Part of the data
1. Change the date on the card type time
sec_cars.Boarding_time = pd.to_datetime(sec_cars.Boarding_time,format='%Y年%m月')
The first parameter is a function #to_datetime incoming date (and the date for obtaining the original format of the original data) ,, second parameter is the format used to format
2. Change the price of new cars float
sec_cars.New_price = sec_cars.New_price.str[:-1].astype('float')
NOTE: astype () is a function of the type cast
Whether the skewness and kurtosis 3. disposable statistical numerical variables, and the data are "heavy tail spike" feature
#挑出所有数值型变量
num_variables = sec_cars.columns[sec_cars.dtypes!='object'][1:]
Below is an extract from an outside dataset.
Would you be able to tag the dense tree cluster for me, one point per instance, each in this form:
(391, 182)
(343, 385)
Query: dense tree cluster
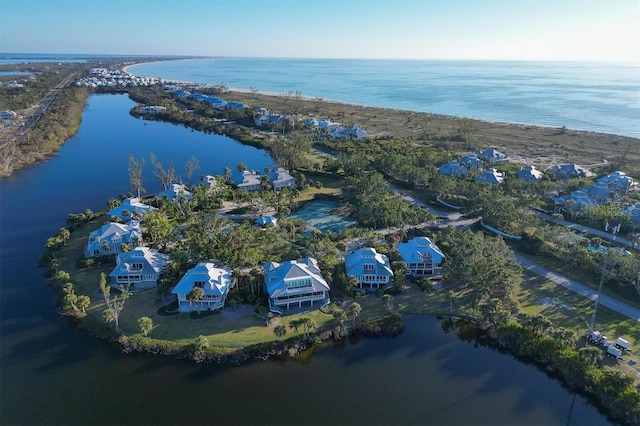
(479, 267)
[! sec_cars.dtypes = 'object'] means no reading field type is a field object, returns a list of fields satisfies the condition;
[1:] represents a content list acquiring the second to the last from the list, that is, to achieve the purpose of removing Boarding_time this date field.
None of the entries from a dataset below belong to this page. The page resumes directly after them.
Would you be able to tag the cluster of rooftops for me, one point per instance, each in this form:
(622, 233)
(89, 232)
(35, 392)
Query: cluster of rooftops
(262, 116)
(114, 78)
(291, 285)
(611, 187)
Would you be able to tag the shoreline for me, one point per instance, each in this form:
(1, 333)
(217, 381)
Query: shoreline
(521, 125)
Define a function to calculate skewness and kurtosis
def skew_kurt(x):
skewness = x.skew() #计算偏度值
kurtsis = x.kurt() #计算峰度值
# return pd.Series([skewness,kurtsis],index=['Skew','kurt'])
pd.Series([skewness,kurtsis],index=['Skew','kurt'])
#返回偏度值和峰度值组成的
#print(sec_cars[num_variables].apply(func=skew_kurt,axis=0))#对数值型数据和刚刚的字段进行调用函数计算
4. For character data
print (sec_cars.describe (include = [ ' object'])) # of data for statistical character described.
In general, recently wrote an article a little absent-minded, too many things, writing articles quality is not good, then have to correct the wrong job.